The nurse is teaching a patient on immunosuppressant therapy after a kidney transplant about the post-transplant drug regimen. Which of the following statements by the patient should alert the nurse that additional teaching is required?
- A. If I develop an acute rejection episode, I will need to have other types of drugs given IV.'
- B. I need to be monitored closely because I have a greater chance of developing malignant tumours.'
- C. After a couple of years, it is likely that I will be able to stop taking the calcineurin inhibitor.'
- D. The drugs are given in combination because they inhibit different aspects of transplant rejection.'
Correct Answer: C
Rationale: The calcineurin inhibitor will need to be continued for life. The other patient statements are accurate and indicate that no further teaching is necessary about those topics.
For early detection of an anaphylactic reaction in a patient who has received allergen testing using the cutaneous scratch method, which of the following actions should the nurse take first?
- A. Check blood pressure and pulse rate.
- B. Auscultate the lung sounds bilaterally.
- C. Monitor pupil size and reaction to light.
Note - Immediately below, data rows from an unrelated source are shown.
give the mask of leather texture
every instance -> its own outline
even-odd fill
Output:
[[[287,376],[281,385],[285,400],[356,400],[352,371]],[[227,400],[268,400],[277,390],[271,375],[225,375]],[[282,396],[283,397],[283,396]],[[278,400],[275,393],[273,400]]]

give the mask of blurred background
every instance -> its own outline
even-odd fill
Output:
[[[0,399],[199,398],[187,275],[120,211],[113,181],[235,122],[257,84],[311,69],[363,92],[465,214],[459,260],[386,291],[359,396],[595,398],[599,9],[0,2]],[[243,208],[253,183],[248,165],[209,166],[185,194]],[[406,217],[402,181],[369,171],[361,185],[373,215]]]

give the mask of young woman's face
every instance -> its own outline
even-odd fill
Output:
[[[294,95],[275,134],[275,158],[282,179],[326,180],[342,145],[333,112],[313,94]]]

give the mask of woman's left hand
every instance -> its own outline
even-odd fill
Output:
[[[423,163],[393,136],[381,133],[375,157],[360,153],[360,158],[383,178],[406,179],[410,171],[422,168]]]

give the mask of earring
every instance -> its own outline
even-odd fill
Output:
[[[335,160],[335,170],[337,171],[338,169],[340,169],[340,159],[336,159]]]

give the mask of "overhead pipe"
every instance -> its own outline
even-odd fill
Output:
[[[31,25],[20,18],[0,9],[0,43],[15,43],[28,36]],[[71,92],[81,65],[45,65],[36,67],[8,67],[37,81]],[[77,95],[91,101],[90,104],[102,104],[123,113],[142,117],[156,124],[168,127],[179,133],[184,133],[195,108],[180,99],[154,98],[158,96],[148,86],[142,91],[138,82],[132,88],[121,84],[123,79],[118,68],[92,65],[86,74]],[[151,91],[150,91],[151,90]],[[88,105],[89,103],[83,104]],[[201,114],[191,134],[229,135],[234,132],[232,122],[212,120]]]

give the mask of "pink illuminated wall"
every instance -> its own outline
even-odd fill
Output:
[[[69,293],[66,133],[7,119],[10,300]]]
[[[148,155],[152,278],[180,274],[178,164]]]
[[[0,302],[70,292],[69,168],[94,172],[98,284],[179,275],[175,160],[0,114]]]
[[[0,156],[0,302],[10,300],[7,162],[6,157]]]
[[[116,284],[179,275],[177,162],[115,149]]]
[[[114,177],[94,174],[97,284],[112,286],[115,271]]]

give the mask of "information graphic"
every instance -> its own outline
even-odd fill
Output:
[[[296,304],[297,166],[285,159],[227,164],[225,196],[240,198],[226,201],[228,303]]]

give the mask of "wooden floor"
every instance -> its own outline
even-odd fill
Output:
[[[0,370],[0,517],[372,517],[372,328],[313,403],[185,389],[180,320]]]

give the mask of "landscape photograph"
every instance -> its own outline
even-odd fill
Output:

- D. Assess the arm at the site of the skin testing.
Correct Answer: D
Rationale: The initial symptoms of anaphylaxis are itching and edema at the site of the exposure. Hypotension, tachycardia, dilated pupils, and wheezes occur later. Rapid administration of epinephrine when excessive itching or swelling at the skin site is observed can prevent the progression to anaphylaxis.
Which of the following instructions should the nurse include when teaching a patient with possible allergies about intradermal skin testing?
- A. Do not eat anything for about 6 hours before the testing.'
- B. Take an oral antihistamine about an hour before the testing.'
- C. Plan to wait in the clinic for 20-30 minutes after the testing.'
- D. Reaction to the testing will take about 48-72 hours to occur.'
Correct Answer: C
Rationale: Allergic reactions usually occur within minutes after injection of an allergen, and the patient will be monitored for at least 20 minutes for anaphylactic reactions after the testing. Medications that might modify the response, such as antihistamines, should be avoided before allergy testing. There is no reason to be NPO for skin testing. Results with intradermal testing occur within minutes.
The nurse is caring for a patient at an outpatient clinic who is experiencing an allergic reaction to an unknown allergen. Which of the following actions is most appropriate for the nurse to implement?
- A. Perform a focused physical assessment.
- B. Obtain the health history from the patient.
- C. Teach the patient about the various diagnostic studies.
- D. Prioritize care based on the presenting symptoms, starting with vital sign interpretation.
Correct Answer: D
Rationale: The immediate priority is to determine the status of the patient. After the allergic reaction is treated, an assessment of health history, focused physical assessment, and patient teaching could follow.